Semilir angin malam hari itu semakin menusuk. Kini aku memutuskan untuk segera masuk ke kamar, sedangkan ayah dan ibuku duduk di ruang keluarga. Aku melihat foto yang terpajang di kamarku. Foto saat kakakku masih berada di rumah ini memberi kehangatan. Lalu, sekarang ia memutuskan untuk pergi dari rumah.
Aku merasa sangat sedih, tetapi apa daya keputusan yang dibuatnya telah bulat. Pekerjaannya sekarang sangat penting untuk memenuhi kebutuhan aku dengan orang tuaku. Aku turun ke bawah dan menyeduh teh manis. Secangkir saja sudah membuat kelegaan. Aku ikut bergabung dengan ayah dan ibu di ruang keluarga.

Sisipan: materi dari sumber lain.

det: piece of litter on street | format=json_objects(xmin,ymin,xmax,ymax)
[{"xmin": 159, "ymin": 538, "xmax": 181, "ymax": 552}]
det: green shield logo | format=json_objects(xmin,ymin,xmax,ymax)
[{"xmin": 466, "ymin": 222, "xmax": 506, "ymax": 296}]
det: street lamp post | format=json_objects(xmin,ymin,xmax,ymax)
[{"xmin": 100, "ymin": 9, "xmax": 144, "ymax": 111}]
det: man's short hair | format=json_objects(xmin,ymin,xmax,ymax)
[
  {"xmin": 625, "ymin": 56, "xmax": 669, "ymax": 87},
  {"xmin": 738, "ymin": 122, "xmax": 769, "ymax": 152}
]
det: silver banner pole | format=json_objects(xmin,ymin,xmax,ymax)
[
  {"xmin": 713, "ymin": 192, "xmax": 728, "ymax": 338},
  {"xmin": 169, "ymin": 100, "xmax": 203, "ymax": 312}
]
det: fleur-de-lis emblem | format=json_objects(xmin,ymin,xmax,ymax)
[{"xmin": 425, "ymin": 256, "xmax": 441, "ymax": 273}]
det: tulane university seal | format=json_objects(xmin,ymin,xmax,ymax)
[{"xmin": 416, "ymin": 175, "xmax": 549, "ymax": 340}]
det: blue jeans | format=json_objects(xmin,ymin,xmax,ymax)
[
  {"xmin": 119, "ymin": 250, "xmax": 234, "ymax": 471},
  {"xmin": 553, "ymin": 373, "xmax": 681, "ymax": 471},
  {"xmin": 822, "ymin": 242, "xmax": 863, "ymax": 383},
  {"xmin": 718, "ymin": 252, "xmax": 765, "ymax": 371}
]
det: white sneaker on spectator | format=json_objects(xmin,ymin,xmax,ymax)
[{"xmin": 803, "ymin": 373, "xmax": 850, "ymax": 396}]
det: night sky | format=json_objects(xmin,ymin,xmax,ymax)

“Nak, jaga dirimu baik-baik.” Aku menoleh ke Ayah dengan tatapan teduh. “Siap Ayah, semuanya akan baik-baik aja kok. Jangan terlalu khawatir berlebihan nanti malah Ayah sama Ibu sakit.” Terkadang kekhawatiran malah membuat pikiran menjadi kacau.
Kehangatan keluarga masih aku rasakan dengan baik walaupun tidak utuh bersama kakak. Aku tertawa bersama dengan orang tuaku, menikmati hari yang terkadang melelahkan, tetapi hal-hal kecil yang mereka lakukan sering membuatku tertawa. Cukup menghibur anak bungsunya ini. Masalah dalam kehidupan terasa lenyap sekejap saja.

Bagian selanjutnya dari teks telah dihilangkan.